StableBit CloudDrive is a secure virtual drive for your cloud storage accounts
StableBit CloudDrive beta ($34.95) is an interesting tool which creates a secure virtual drive on your PC, and stores the data on your choice of local, network or cloud storage.
The program currently supports Amazon S3, Box, Dropbox, Google Cloud Storage, Google Drive, Microsoft Azure, OneDrive and OneDrive for Business accounts.
Setup is reasonably easy.
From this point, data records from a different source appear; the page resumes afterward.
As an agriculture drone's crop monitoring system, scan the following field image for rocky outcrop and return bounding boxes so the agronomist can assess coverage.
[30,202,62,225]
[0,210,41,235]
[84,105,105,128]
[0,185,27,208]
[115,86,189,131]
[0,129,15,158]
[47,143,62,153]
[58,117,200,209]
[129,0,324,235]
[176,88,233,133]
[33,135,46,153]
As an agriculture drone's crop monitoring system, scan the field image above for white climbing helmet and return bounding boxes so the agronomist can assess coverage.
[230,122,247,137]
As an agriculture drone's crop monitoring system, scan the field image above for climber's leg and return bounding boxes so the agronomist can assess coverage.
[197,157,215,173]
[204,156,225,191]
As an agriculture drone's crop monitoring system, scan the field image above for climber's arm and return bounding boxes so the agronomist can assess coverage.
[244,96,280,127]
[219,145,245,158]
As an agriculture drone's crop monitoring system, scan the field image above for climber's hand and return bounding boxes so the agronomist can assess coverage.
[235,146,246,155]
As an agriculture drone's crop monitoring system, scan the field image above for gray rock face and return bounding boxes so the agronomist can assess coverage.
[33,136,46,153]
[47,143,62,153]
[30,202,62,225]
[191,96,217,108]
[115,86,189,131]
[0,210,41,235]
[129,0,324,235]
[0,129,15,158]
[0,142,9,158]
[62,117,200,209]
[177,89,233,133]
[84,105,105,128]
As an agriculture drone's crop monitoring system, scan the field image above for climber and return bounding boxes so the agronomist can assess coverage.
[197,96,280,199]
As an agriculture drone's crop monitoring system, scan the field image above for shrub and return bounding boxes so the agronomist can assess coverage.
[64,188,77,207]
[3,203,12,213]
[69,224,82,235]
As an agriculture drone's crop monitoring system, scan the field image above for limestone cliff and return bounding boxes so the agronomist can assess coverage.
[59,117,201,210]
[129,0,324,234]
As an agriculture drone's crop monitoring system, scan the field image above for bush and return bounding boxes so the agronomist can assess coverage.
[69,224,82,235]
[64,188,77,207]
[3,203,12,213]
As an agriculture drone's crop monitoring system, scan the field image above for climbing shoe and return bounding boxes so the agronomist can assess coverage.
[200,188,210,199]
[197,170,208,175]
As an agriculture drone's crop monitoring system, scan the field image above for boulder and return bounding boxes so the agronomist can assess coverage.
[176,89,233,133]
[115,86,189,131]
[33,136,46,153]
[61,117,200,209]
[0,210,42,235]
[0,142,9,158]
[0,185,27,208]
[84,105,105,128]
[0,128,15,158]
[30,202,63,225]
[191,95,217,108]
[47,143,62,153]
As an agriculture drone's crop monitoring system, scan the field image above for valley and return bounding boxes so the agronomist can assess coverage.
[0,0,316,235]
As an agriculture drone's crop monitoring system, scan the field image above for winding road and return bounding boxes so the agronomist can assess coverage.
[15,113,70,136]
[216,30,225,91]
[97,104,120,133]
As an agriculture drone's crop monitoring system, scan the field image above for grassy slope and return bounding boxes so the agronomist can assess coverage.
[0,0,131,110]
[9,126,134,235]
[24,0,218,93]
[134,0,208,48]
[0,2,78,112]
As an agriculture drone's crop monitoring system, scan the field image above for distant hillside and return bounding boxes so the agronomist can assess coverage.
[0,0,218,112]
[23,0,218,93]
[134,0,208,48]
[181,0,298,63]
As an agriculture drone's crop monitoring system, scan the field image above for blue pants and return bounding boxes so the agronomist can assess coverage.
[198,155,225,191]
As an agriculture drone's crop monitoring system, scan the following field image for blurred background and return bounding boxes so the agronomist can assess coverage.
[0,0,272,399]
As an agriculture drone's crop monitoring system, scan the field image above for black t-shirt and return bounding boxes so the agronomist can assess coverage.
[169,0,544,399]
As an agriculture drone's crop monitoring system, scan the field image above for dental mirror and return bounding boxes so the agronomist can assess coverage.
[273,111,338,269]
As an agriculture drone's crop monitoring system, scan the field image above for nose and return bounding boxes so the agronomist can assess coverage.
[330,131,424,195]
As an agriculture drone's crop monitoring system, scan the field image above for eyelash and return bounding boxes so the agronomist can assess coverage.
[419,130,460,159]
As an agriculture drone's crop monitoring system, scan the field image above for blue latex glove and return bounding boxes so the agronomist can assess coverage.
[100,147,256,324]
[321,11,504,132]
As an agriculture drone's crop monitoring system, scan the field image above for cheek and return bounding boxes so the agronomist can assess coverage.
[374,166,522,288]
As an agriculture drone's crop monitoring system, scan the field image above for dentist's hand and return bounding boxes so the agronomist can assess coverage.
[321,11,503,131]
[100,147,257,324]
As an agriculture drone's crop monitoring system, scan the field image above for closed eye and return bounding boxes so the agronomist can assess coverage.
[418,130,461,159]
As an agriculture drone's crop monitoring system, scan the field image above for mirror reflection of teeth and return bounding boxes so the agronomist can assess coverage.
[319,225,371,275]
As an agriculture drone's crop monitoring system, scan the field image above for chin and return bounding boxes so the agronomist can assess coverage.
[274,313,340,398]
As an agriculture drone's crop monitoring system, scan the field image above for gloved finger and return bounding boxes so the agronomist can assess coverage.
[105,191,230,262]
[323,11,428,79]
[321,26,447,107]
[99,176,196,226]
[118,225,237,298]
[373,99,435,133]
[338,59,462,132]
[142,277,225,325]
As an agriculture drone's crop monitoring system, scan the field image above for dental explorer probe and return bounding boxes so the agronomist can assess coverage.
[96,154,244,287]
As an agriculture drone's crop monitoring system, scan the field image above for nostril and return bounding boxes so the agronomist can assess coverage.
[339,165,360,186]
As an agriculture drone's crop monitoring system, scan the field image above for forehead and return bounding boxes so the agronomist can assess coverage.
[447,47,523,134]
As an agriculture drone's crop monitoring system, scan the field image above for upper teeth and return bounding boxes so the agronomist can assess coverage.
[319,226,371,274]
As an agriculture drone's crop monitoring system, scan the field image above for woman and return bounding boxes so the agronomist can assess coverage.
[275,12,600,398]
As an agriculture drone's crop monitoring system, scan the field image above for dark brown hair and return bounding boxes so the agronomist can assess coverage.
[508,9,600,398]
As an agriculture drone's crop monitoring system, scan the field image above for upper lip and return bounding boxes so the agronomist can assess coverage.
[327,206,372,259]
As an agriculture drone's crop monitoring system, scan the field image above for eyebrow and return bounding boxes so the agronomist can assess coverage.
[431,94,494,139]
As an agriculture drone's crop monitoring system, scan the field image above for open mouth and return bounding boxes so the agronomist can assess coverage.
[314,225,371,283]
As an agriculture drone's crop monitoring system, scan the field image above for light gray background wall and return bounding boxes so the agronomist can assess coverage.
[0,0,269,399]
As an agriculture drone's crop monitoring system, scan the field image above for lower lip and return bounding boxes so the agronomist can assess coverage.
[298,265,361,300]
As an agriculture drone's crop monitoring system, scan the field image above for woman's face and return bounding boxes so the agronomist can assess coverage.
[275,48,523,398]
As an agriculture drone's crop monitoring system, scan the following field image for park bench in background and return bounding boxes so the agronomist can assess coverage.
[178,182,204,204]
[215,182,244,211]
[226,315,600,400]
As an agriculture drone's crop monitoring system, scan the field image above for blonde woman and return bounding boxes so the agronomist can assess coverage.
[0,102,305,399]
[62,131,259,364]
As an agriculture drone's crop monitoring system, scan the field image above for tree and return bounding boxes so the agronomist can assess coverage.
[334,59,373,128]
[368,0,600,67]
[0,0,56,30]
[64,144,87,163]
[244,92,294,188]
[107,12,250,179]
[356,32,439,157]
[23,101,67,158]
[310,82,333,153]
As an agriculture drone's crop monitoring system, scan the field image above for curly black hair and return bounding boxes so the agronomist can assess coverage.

Choose a provider, log in, then click Create, optionally tweak a few settings and you’re done.
StableBit CloudDrive emulates a real SCSI hard drive, ensuring it shows up in Explorer -- and just about any other software you might install -- as another local drive.
One immediate advantage is that CloudDrive can protect your data with AES-256 encryption, keeping it safe from snoopers.
Performance is another major plus. This starts with a customizable local cache, which detects your most-used files and stores them on a local drive, for speedier access.
The cache can store NTFS data, too. Pin the drive indexes and you’re able to browse folder contents without having to download anything.
When you do have to download data, CloudDrive’s prefetching steps in. This looks out for sequential file access, such as media streaming, and downloads data you’re about to access before you need it.
Purchase the companion product DrivePool ($29.95 individually, $54.95 when purchased with CloudDrive) and you’re able to combine multiple local, network and cloud accounts into a single virtual drive.
Whether this suits your needs depends very much on your network and internet connection speeds, and your particular cloud storage account (some just aren’t designed to support this kind of heavy use).
We’re also a little nervous about the program still being a beta. This really isn’t an area where you want to run into any bugs, ever.
Fortunately CloudDrive has a fully functional 30-day trial version, so there’s plenty of time to test the product and see how well it works for you.
StableBit CloudDrive is supported on Windows Vista, 7, 8/ 8.1 and Server. Windows 10 isn’t on the list, but worked without issue during our tests.